Here's the kicker: More than 7,100 Radio Shack retail shops spread across the United States have the option of buying from local suppliers. Indeed, only 35 percent of the company's spend routes go through A&A International. What gives? The bottom line is that we have to be competitive, says Fred Rigdon, A&A International controller. If we aren't competitive, and I include in that more than just price but things like delivery time and support service, our customer has the option to go elsewhere.
Picking the Winners
eProcurement analysts have some reservations about the different value propositions. They're unproven models, says Orlov. No one to date has successfully implemented a procurement environment for customers, or come close to cornering the market.
The only procurement outsourcing business Orlov gives a shot at success is IBM's. They've got the technology background, the right partnerships (IBM recently announced an agreement with Ariba and supply chain supplier i2 to procure direct materials) and oodles of cash, she explains.
Gilles Belanger, global partner in charge of supply chain consulting at Chicago-based accounting firm Arthur Andersen, is equally bullish on IBM. They'll survive, but they need to build more of a fulfillment capability, Belanger says. Right now they don't have a fulfillment network in place, or trading partners to support that, particularly on the direct-purchase side. Indirect is easy, but when you offer direct-purchase services, which involve more quality control issues, it's a different ballgame.
Ultimately, the service providers will need to help customers plan purchases to need, i.e., develop a replenishment strategy, Belanger says. Advertising a 15 percent savings in procurement is terrific, but what happens when that flattens out, as it will? he notes. Providers must evolve from helping customers get materials cheaper to getting cheaper materials at the right time on time.
Orlov is particularly pessimistic about the procurement services touted by banks. What gives them the idea they're procurement experts? she says. Why on earth would a small business go to a bank to buy its office supplies? Why not Staples.com, which makes its living selling office supplies? Sure, banks have a nice, secure infrastructure for protecting transactions, but lots of companies do.
Nevertheless, she rates Wells Fargo's chances greater than those of the larger banks. They're fleeter of foot from a technological standpoint and not nearly as lumbering as Citibank and Chase, Orlov says. When I look at them I see the dance of the elephants' except they don't know the steps.
As for Radio Shack, the analysts are split.
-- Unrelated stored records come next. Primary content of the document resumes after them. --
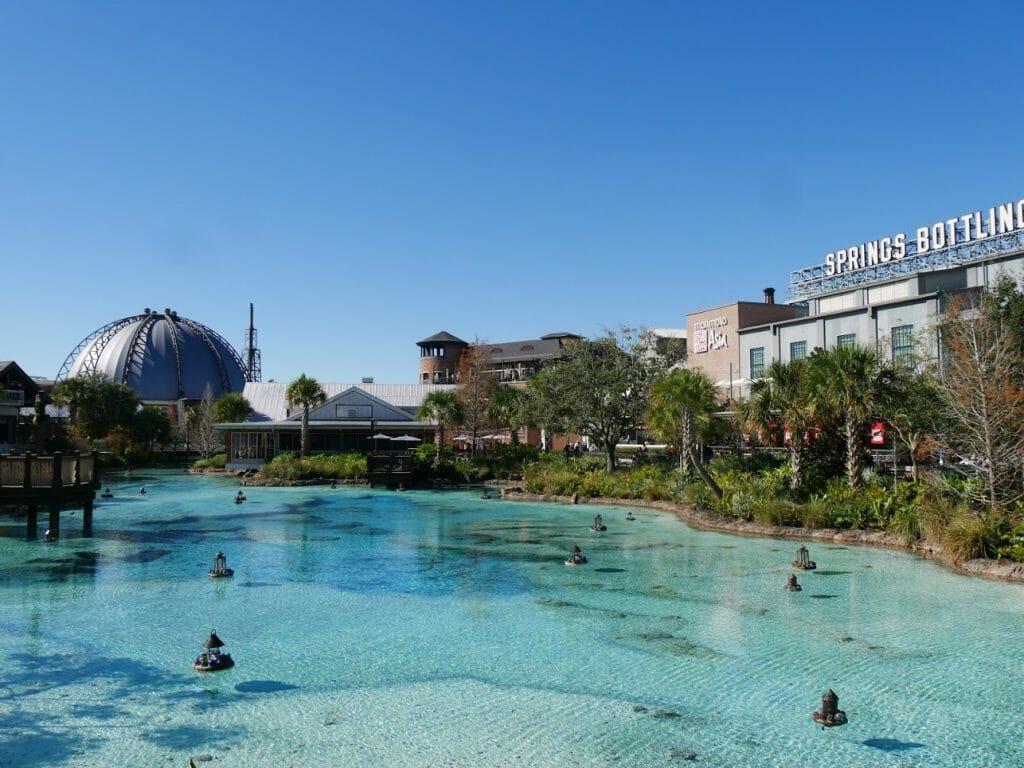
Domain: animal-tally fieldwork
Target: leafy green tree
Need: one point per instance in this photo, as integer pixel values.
(444, 409)
(96, 404)
(855, 384)
(150, 427)
(599, 388)
(682, 404)
(980, 377)
(475, 390)
(506, 410)
(231, 408)
(304, 392)
(778, 399)
(918, 415)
Belanger believes A&A International eventually will spawn a B2C (business-to-consumer) model that, in effect, competes against Radio Shack franchises. A&A already is supplying the stores, so the next logical step would seem to be supplying customers. If that happens, and the B2C option is cheaper, it could create serious friction, he argues. (Yamagata says A&A International has no such plans.)
But Orlov sees the model as a great way to run a company, she says. Here they've developed a way to provide optimal service in procurement, spinning it off and then basically giving it incentive to find the least expensive supplies. That makes their parent a leaner, meaner entity and the procurement function more efficient. Were they to take the next step and procure on behalf of other customers, it would be a more compelling model than what the banks are doing. (Yamagata says the company is considering this possibility, but only for customers that don't compete against Radio Shack.)
Down the road, of course, comes the inevitable shake-out separating the winners from the whiners. Like everything else on the Internet, Step One is always the glut, Step Two is the serious slimming, says Orlov. Right now, it appears we're ramping up fast to the glut.